Kini mereka mulai berkumpul dalam satu lingkaran penuh dengan manusia yang tersesat mencari arah tujuan selanjutnya, lagi-lagi ini menuju pada Aleena dan kawan-kawannya yang menentukan. Aleena tak pernah keluar dari benteng dan mengetahui seluk beluk kota, ini bukan 'waktu' miliknya.

"Sekarang ke mana kita?" tanya Seth di samping Skylar yang tengah memegang tombaknya.

"Hanya kalian yang pernah keluar dari benteng yang tahu kota mengerikan ini," sahut Cadance sarkatik.

"Kita harus mengamankan semua orang dahulu," ujar Aleena mengusul.

"Ke mana?" sahut Cadance.

Aleena masih berfikir. "Tempat di mana Ghroan tidak mampu masuk, setidaknya tempat di mana kita dapat menghalau mereka bila datang," ujar Aleena lagi.

Semua orang masih mengeksplorasi ke semua arah, setiap laki-lakinya terus menyisir rambut basah mereka agar tak menutupi wajah tampan masing-masing. Sedangkan Aleena dan semua kaum wanita hanya cukup menahan dinginnya sore dan memimpikan sebuah tempat dengan perapian hangat agar dapat menghangatkan tubuh.

"Ada sebuah atau semacam benteng di bagian utara, aku masih ingat puluhan tahun lalu terakhir kali aku keluar, 1km ke utara," jelas Gustavo mengancungkan telunjuknya ke arah tujuan selanjutnya.

"Apakah tidak ada yang lebih dekat? Aku takut bila 1km itu membutuhkan waktu yang lama, aku sudah merasakan malam akan datang. Kita harus bergegas sebelum malam menjelang, aku tidak mau membiarkan mereka di luar di saat senja atau malam," sahut Aleena menyulut.
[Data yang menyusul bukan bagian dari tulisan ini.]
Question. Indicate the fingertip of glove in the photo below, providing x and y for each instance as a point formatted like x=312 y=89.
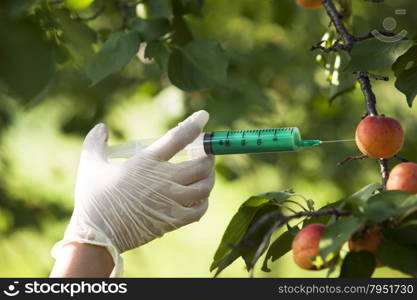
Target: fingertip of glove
x=100 y=131
x=199 y=118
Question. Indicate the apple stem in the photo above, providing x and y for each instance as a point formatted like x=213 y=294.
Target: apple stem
x=363 y=77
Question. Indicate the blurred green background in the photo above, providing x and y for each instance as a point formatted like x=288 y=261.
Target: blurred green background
x=274 y=81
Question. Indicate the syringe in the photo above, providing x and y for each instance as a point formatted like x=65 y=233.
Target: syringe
x=229 y=142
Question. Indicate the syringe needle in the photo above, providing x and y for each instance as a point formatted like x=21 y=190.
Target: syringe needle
x=337 y=141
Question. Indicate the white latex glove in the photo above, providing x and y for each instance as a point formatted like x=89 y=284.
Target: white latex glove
x=122 y=206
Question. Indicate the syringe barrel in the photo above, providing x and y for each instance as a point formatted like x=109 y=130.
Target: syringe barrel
x=226 y=142
x=252 y=141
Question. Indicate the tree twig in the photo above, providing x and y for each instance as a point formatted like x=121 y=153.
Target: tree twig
x=95 y=15
x=280 y=220
x=351 y=158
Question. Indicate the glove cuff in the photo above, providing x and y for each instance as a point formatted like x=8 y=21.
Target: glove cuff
x=90 y=236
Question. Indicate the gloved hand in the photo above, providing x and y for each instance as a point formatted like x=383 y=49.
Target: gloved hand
x=125 y=205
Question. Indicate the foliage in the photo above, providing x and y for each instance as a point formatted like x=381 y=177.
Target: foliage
x=247 y=63
x=375 y=207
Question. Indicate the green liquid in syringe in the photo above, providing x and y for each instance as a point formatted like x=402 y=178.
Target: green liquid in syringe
x=255 y=141
x=231 y=142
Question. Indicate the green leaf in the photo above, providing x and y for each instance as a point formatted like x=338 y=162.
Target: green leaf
x=405 y=61
x=150 y=29
x=117 y=52
x=337 y=234
x=159 y=52
x=358 y=265
x=398 y=256
x=181 y=33
x=374 y=54
x=27 y=61
x=241 y=222
x=278 y=248
x=257 y=240
x=236 y=229
x=199 y=65
x=183 y=7
x=323 y=219
x=357 y=202
x=158 y=9
x=389 y=205
x=77 y=37
x=405 y=235
x=407 y=84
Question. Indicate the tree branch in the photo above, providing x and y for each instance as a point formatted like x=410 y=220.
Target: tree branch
x=351 y=158
x=280 y=220
x=95 y=15
x=363 y=77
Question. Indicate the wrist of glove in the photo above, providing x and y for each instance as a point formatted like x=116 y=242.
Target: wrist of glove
x=125 y=205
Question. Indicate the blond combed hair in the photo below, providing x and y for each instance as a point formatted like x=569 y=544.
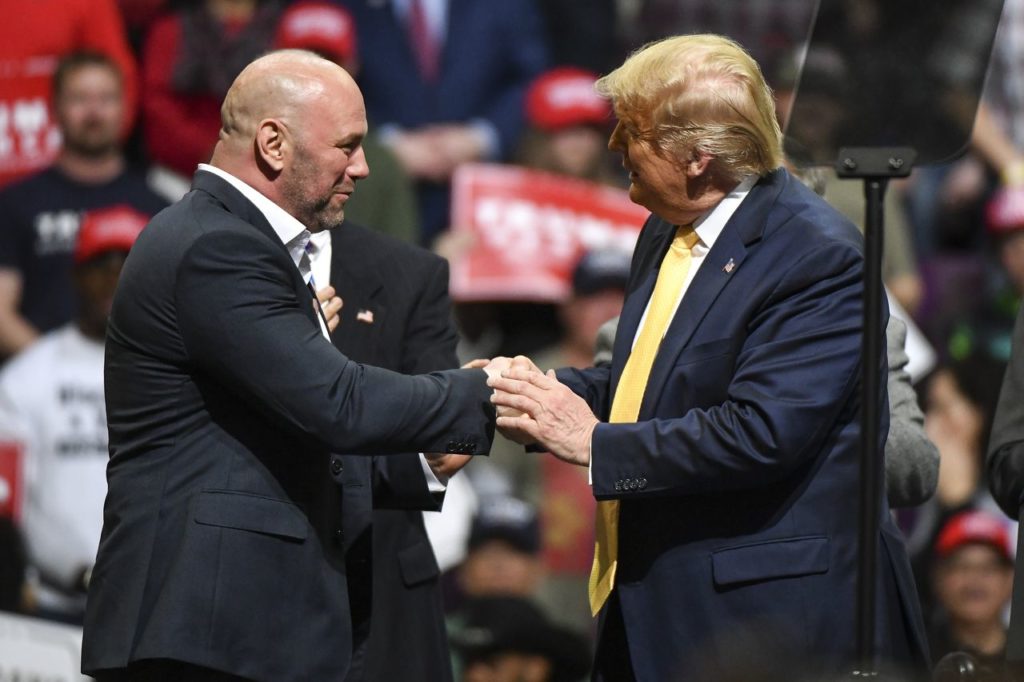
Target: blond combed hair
x=704 y=93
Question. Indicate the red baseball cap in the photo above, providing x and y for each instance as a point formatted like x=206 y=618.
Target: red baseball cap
x=114 y=228
x=565 y=96
x=320 y=27
x=971 y=527
x=1005 y=212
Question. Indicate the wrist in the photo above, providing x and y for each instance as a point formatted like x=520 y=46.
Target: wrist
x=1013 y=173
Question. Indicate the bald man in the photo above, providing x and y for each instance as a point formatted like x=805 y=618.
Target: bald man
x=221 y=552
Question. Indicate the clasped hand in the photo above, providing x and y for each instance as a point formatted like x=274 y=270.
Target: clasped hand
x=536 y=408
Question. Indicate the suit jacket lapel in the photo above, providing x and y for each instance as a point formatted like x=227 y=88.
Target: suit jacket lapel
x=238 y=205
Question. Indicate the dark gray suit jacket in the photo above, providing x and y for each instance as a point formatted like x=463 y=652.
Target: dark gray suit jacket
x=221 y=541
x=1006 y=472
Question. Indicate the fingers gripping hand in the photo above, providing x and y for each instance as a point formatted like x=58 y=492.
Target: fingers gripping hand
x=553 y=415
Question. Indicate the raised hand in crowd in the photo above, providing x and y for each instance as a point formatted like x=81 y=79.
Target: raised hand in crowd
x=331 y=305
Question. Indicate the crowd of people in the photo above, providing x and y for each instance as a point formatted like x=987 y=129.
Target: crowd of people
x=108 y=108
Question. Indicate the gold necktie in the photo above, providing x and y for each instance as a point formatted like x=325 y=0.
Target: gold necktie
x=629 y=394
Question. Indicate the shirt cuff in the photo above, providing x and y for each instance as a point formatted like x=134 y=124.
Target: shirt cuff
x=434 y=482
x=488 y=134
x=590 y=463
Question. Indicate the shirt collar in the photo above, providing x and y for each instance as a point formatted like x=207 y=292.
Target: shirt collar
x=710 y=225
x=291 y=232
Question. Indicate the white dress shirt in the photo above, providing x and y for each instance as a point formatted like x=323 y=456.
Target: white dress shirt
x=313 y=263
x=708 y=227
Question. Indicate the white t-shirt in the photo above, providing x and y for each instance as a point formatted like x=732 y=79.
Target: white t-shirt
x=51 y=400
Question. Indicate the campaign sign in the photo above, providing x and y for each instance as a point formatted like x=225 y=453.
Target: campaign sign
x=10 y=479
x=527 y=229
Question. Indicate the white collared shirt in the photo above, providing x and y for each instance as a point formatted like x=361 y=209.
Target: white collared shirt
x=708 y=227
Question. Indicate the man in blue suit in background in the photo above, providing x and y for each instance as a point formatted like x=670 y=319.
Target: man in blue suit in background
x=444 y=82
x=723 y=439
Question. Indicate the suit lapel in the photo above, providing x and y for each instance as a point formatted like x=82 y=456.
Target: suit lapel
x=236 y=203
x=699 y=297
x=636 y=301
x=744 y=228
x=358 y=282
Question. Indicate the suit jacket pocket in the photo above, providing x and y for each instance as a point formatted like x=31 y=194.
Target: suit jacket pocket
x=244 y=511
x=788 y=557
x=704 y=351
x=418 y=564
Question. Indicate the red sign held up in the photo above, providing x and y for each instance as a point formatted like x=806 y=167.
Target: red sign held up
x=528 y=228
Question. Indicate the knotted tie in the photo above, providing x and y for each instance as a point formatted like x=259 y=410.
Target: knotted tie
x=629 y=395
x=423 y=42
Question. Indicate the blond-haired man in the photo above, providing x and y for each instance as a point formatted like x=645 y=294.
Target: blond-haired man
x=722 y=441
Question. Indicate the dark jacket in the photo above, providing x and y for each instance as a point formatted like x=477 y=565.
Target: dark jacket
x=221 y=541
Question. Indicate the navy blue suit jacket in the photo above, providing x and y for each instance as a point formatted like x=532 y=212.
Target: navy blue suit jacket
x=492 y=52
x=412 y=332
x=738 y=482
x=222 y=540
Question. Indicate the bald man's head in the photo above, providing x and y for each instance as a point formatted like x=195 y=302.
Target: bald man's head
x=281 y=85
x=293 y=125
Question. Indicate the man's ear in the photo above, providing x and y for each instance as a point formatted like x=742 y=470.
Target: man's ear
x=697 y=163
x=271 y=143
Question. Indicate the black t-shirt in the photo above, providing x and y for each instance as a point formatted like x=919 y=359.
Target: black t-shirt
x=39 y=219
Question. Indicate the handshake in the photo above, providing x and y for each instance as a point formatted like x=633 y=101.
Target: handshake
x=535 y=408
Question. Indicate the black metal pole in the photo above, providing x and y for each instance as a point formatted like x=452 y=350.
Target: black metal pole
x=870 y=455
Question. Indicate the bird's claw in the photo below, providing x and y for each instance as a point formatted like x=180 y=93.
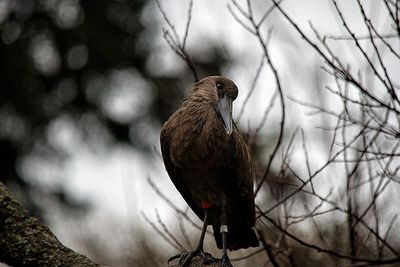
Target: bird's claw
x=187 y=258
x=225 y=262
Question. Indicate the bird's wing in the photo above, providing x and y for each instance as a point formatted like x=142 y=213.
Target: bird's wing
x=175 y=172
x=244 y=170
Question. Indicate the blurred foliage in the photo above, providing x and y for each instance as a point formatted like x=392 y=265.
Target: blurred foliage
x=85 y=62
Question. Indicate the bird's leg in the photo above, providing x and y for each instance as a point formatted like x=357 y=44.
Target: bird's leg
x=199 y=249
x=224 y=232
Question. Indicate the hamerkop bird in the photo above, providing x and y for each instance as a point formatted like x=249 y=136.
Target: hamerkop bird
x=207 y=159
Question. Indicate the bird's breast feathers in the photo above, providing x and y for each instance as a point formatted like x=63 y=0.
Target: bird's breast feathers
x=196 y=135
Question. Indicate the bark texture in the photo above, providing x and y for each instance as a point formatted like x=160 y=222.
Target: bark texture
x=26 y=242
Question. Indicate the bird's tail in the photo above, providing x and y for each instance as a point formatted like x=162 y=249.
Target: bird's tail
x=239 y=236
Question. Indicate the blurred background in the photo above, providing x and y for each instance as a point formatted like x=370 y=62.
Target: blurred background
x=85 y=87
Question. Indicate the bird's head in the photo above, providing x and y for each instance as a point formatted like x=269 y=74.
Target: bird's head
x=225 y=92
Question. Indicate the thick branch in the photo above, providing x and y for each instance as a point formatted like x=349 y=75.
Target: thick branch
x=26 y=242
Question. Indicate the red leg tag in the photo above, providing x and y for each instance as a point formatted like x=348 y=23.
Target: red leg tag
x=205 y=204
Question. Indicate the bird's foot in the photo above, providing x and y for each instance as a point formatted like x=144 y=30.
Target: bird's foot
x=186 y=259
x=225 y=262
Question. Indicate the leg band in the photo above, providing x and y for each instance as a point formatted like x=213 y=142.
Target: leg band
x=223 y=229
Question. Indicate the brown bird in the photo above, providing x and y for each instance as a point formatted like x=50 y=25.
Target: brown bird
x=207 y=159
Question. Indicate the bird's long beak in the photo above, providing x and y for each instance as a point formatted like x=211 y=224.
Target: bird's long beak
x=225 y=109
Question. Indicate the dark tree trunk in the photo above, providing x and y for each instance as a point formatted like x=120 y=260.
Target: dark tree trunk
x=26 y=242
"Kau mau jalan tercepat? Kalau begitu berlari adalah mempersingkat waktumu berada di luar sebelum malam," balas Gustavo dingin.

Aleena memutar bola mata jengah dan beralih pada Skylar. "Sky, apa kau tidak pernah melihat tempat aman di sekitar kota di dekat sini?" bisik Aleena.

Skylar menggeleng. "Sayangnya tidak, begitu pula dengan Savagery lainnya," ujar Skylar.

"Kita hanya menuju ke sisi pusat kota dan menelusuri setiap gedung atau pun rumah-rumah, kita tidak pernah berani menuju hutan atau pun jalan lainnya yang tidak ada di peta kami," tambah Skylar menjelaskan sedikit.